O opositor venezuelano Juan Pablo Guanipa está agora em prisão domiciliária após ter sido detido na segunda-feira, horas depois da sua libertação, divulgou hoje o seu filho.

O líder opositor venezuelano está na cidade de Maracaibo, capital do estado de Zulia (noroeste), onde cumprirá prisão domiciliária após ter sido detido na segunda-feira, indicou Ramón Guanipa numa mensagem publicada na rede social X.

"Ele está na minha casa em Maracaibo.

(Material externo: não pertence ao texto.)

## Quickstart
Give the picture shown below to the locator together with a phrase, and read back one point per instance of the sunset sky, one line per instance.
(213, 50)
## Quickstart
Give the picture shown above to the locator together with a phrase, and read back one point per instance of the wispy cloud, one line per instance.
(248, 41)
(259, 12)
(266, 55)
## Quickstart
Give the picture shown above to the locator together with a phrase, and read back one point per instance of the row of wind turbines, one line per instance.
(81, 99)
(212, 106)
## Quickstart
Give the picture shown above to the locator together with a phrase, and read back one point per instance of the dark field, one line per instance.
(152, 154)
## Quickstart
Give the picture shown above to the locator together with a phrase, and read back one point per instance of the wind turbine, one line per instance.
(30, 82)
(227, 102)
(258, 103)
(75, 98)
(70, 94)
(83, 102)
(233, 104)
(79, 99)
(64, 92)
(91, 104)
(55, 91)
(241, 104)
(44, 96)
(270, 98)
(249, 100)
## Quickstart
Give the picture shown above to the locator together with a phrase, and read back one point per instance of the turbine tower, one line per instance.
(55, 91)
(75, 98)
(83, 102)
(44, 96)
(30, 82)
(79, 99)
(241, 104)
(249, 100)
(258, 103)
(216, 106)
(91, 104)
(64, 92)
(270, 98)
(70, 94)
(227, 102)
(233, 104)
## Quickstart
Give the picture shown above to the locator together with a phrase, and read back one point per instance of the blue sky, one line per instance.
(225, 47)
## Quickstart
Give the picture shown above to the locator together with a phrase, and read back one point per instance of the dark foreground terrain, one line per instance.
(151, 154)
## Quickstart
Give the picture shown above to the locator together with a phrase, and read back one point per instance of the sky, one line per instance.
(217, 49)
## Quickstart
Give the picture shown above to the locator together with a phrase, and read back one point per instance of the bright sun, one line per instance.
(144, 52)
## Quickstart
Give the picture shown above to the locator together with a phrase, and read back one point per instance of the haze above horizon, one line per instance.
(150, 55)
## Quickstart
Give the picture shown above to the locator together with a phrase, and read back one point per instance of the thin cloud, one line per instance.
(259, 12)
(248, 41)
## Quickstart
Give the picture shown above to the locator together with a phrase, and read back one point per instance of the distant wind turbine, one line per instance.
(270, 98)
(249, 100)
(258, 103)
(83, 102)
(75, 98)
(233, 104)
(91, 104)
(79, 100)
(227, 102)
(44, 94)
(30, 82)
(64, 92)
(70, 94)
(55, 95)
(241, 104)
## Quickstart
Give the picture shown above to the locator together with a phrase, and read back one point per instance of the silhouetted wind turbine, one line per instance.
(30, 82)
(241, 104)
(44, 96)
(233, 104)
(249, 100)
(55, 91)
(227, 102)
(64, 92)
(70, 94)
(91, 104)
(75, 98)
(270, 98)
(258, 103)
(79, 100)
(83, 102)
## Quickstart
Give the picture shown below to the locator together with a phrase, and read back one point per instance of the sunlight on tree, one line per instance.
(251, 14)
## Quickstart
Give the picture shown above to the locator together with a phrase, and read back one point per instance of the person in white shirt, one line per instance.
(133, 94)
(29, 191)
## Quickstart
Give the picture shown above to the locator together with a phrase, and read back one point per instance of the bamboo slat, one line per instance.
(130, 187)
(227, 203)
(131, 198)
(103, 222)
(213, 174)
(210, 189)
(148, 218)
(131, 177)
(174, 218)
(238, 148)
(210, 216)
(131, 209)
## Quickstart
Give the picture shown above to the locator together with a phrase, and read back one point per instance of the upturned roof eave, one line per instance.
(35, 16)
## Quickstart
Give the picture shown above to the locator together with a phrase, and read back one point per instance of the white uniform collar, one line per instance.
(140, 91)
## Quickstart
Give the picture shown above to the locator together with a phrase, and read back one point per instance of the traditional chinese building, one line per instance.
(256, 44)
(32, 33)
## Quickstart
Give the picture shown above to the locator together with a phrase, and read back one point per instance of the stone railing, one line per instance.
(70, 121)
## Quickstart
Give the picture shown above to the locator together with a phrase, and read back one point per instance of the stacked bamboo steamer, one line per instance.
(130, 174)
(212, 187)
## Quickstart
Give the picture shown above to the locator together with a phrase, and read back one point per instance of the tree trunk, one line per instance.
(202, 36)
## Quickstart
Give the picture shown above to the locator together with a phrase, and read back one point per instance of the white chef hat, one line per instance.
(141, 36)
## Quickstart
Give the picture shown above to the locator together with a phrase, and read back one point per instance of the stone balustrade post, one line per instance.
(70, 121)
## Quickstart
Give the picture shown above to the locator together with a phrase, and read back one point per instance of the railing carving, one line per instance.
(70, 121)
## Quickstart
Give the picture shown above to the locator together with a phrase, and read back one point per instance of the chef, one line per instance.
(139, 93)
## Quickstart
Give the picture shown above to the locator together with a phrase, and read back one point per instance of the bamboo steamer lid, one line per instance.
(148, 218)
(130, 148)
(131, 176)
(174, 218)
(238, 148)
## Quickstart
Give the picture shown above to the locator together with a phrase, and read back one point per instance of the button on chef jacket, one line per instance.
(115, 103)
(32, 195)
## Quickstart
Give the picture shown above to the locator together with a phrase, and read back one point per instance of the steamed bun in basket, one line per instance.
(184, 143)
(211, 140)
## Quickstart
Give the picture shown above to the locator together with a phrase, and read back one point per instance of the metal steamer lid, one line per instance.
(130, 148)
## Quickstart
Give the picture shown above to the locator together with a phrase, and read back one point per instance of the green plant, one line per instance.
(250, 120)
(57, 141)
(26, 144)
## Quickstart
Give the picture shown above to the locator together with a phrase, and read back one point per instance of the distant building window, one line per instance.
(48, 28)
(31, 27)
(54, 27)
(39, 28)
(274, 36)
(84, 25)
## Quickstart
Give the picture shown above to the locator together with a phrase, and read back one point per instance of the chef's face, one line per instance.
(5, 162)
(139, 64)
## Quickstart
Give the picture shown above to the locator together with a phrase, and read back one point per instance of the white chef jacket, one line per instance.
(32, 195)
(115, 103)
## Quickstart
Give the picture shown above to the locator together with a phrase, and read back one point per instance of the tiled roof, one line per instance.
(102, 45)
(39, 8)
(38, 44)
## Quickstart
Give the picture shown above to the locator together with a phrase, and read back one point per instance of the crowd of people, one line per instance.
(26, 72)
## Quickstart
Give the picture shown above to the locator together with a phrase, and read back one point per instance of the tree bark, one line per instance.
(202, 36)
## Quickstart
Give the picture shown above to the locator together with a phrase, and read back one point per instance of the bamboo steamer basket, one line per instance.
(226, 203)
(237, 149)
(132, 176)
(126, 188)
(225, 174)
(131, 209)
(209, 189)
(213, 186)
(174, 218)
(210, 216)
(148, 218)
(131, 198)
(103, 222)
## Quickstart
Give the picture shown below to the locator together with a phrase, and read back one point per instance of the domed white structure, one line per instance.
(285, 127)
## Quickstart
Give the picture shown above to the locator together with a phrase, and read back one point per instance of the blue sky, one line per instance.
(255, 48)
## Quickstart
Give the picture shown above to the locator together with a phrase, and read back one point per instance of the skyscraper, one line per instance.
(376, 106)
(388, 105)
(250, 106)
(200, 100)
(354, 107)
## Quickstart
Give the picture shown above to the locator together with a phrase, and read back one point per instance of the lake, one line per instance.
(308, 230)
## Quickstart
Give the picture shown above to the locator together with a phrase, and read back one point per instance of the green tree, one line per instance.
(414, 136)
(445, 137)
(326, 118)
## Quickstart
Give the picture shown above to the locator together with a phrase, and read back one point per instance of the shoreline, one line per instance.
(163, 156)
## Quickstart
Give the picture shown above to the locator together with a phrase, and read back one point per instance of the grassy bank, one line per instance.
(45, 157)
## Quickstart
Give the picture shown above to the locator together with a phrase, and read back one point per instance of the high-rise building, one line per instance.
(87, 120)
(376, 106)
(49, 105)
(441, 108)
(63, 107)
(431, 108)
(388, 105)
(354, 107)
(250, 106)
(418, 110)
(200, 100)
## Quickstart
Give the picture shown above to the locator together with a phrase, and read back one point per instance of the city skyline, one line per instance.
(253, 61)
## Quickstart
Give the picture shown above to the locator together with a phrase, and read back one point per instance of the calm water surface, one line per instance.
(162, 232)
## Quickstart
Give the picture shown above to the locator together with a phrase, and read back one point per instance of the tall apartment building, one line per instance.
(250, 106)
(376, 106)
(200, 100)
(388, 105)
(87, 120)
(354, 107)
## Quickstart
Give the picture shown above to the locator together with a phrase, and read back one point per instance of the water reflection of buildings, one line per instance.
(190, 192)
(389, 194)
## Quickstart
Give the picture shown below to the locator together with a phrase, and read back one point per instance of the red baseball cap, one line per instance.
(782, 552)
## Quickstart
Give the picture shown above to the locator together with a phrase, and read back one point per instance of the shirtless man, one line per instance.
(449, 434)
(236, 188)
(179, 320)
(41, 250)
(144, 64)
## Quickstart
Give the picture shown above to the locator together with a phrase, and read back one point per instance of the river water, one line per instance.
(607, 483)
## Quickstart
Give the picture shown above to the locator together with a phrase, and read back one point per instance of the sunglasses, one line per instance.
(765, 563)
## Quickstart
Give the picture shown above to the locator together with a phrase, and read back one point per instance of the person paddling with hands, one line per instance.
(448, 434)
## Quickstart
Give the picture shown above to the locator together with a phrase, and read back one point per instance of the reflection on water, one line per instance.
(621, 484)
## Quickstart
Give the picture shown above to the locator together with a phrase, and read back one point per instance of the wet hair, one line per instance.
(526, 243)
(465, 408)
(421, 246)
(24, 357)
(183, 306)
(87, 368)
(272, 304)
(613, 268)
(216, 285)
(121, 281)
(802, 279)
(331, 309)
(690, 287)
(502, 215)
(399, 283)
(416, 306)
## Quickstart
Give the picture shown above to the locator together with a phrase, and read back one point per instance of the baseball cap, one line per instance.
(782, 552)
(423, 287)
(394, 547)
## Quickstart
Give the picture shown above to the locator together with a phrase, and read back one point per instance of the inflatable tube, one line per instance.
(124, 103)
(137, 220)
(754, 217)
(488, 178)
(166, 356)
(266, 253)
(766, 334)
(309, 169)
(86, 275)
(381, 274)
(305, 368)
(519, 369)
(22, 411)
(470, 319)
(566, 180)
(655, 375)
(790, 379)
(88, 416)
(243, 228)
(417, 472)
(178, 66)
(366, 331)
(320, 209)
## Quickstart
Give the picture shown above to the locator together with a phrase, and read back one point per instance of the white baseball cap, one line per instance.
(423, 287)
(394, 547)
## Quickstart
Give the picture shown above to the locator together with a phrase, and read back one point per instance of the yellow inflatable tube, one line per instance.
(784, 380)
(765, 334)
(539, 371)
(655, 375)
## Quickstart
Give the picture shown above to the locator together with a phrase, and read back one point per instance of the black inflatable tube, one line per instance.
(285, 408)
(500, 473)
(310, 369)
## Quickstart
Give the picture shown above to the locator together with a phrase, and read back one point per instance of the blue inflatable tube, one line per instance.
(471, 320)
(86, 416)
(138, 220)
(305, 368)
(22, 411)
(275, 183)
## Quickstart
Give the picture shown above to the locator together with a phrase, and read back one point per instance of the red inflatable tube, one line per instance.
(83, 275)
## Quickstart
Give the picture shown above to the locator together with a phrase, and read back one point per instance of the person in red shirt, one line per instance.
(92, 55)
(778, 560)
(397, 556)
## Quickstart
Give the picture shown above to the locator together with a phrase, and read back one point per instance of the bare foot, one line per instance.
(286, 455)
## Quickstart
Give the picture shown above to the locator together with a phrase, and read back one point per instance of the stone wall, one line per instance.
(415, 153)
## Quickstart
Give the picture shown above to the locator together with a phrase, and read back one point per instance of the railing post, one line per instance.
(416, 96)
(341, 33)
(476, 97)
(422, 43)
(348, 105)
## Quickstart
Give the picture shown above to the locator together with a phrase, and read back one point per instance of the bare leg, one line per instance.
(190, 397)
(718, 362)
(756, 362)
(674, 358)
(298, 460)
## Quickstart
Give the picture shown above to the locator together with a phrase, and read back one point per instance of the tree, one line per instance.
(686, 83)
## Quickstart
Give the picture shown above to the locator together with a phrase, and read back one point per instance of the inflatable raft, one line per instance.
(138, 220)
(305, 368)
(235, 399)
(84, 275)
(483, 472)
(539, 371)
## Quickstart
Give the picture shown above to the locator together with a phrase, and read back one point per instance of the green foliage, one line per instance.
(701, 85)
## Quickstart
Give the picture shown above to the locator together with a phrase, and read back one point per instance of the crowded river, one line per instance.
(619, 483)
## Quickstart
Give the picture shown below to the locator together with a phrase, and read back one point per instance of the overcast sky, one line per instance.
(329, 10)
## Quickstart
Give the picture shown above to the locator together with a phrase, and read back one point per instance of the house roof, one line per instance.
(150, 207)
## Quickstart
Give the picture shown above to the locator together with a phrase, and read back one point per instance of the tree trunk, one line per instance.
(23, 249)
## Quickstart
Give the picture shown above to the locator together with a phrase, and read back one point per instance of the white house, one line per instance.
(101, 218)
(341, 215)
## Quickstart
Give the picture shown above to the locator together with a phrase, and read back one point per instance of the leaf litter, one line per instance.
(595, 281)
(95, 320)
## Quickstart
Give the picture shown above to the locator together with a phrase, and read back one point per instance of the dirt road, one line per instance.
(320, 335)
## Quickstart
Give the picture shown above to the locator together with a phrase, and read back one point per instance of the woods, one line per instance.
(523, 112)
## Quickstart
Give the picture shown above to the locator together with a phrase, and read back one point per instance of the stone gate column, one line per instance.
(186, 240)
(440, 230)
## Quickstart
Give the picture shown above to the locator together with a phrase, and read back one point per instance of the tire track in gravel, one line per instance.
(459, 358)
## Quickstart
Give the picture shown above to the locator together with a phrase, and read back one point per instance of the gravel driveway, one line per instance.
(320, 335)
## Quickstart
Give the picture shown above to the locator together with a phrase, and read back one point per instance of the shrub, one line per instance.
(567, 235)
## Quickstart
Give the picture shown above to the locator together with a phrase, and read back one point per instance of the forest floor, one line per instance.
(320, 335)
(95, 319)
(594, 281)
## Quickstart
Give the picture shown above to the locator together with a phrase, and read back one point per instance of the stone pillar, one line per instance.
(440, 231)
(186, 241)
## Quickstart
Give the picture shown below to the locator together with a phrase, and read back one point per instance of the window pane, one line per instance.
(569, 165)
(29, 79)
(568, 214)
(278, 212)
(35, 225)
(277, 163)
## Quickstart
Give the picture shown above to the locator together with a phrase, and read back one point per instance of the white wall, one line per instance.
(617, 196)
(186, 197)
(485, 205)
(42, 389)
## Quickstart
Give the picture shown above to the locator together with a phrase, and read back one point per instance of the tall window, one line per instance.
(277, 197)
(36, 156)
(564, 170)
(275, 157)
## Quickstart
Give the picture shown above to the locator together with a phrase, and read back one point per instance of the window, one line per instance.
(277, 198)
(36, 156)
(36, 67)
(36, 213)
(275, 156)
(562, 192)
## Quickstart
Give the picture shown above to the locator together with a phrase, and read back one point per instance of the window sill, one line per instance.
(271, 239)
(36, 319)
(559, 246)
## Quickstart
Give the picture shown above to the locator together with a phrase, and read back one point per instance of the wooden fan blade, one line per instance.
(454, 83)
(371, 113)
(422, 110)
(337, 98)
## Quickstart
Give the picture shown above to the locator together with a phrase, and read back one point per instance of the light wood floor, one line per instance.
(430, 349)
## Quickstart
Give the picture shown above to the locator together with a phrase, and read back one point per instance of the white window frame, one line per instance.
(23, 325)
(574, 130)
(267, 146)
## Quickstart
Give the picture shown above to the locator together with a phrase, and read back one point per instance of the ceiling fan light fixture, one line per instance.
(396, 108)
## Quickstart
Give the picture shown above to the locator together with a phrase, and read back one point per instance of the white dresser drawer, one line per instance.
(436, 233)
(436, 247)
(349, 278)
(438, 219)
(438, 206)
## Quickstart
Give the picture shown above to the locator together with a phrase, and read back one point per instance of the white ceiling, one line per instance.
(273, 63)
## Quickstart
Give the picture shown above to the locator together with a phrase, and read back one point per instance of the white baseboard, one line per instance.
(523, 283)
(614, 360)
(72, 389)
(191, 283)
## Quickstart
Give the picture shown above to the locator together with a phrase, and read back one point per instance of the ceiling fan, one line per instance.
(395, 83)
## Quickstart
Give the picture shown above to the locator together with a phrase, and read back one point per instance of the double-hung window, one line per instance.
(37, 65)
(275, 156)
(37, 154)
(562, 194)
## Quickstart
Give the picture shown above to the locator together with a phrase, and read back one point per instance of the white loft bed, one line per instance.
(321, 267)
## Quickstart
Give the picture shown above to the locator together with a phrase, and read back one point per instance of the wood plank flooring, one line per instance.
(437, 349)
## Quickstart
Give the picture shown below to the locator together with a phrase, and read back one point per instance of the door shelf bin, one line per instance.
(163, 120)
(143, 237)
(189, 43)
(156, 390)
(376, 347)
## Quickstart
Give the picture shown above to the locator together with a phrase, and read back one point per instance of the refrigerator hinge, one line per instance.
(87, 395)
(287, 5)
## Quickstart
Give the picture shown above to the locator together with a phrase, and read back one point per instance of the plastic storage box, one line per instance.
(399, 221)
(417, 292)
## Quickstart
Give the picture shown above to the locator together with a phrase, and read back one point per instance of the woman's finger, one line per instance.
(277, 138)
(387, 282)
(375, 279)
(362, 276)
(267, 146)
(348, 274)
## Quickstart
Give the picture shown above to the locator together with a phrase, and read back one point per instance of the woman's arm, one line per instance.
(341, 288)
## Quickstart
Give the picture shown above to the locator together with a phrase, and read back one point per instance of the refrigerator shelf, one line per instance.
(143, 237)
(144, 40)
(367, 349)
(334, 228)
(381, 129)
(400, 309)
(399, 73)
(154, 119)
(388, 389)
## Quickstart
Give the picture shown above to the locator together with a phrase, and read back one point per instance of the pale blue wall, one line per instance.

Estamos aliviados por saber que a minha família estará em breve reunida", escreveu Ramon Guanipa, agradecendo a ação do Governo norte-americano "em prol da liberdade da Venezuela e de todos os presos políticos".

Guanipa, um antigo vice-presidente do parlamento, de 61 anos, tinha sido libertado da prisão, dois dias antes da votação anunciada de uma lei de amnistia histórica na Venezuela.

O Ministério Público da Venezuela indicou, em comunicado, ter pedido a um tribunal a revogação da libertação de Juan Pablo Guanipa por, supostamente, "ter verificado o incumprimento das condições" impostas pelas autoridades judiciais.

Detido em maio de 2025 sob acusações de conspiração eleitoral, Guanipa foi posteriormente indiciado por terrorismo, lavagem de dinheiro e incitação à violência e ao ódio.

A líder da oposição venezuelana e Prémio Nobel da Paz 2025, María Corina Machado, que é próxima de Guanipa, condenou a sua detenção na segunda-feira e garantiu que mantém a intenção de regressar à Venezuela mesmo após a detenção de um opositor aliado.

A organização não-governamental (ONG) Foro Penal, que lidera a defesa jurídica de presos políticos na Venezuela, adiantou também na segunda-feira que confirmou 426 libertações no último mês, desde que o Governo interino anunciou um processo de libertação.

Na sua conta na rede social Instagram, a organização indicou que este número inclui as libertações ocorridas entre 08 de janeiro e segunda-feira, até às 10:00 locais (14:00 em Lisboa).

O ministro do Interior e da Justiça, Diosdado Cabello, tinha declarado em conferência de imprensa que 897 pessoas tinham sido libertadas, embora este número inclua pessoas libertadas desde o final do ano passado.

Já sobre a detenção de Guanipa, Diosdado Cabello criticou a "estupidez de alguns políticos".

As pessoas libertadas "saíram, reencontraram as famílias, até que se manifestou a estupidez de alguns políticos que pensam que podem fazer o que querem (...) violando as condições" da liberdade condicional, afirmou Diosdado Cabello.

Guanipa foi libertado no domingo à tarde juntamente com outro grupo de opositores próximos de María Corina Machado.

Depois disso, liderou, juntamente com outros ativistas políticos, uma caravana de motas e carros que foi para várias prisões apoiar familiares de presos políticos e, horas mais tarde, foi novamente preso.

Ramón Guanipa indicou que pelas 23:45 locais (03:45 em Lisboa) homens não identificados, sem uniforme e armados, levaram o pai depois de intercetar e atingir o veículo em que este viajava com outro grupo de pessoas.

"Perante a agressividade destas pessoas, o meu pai decidiu sair e levaram-no", relatou.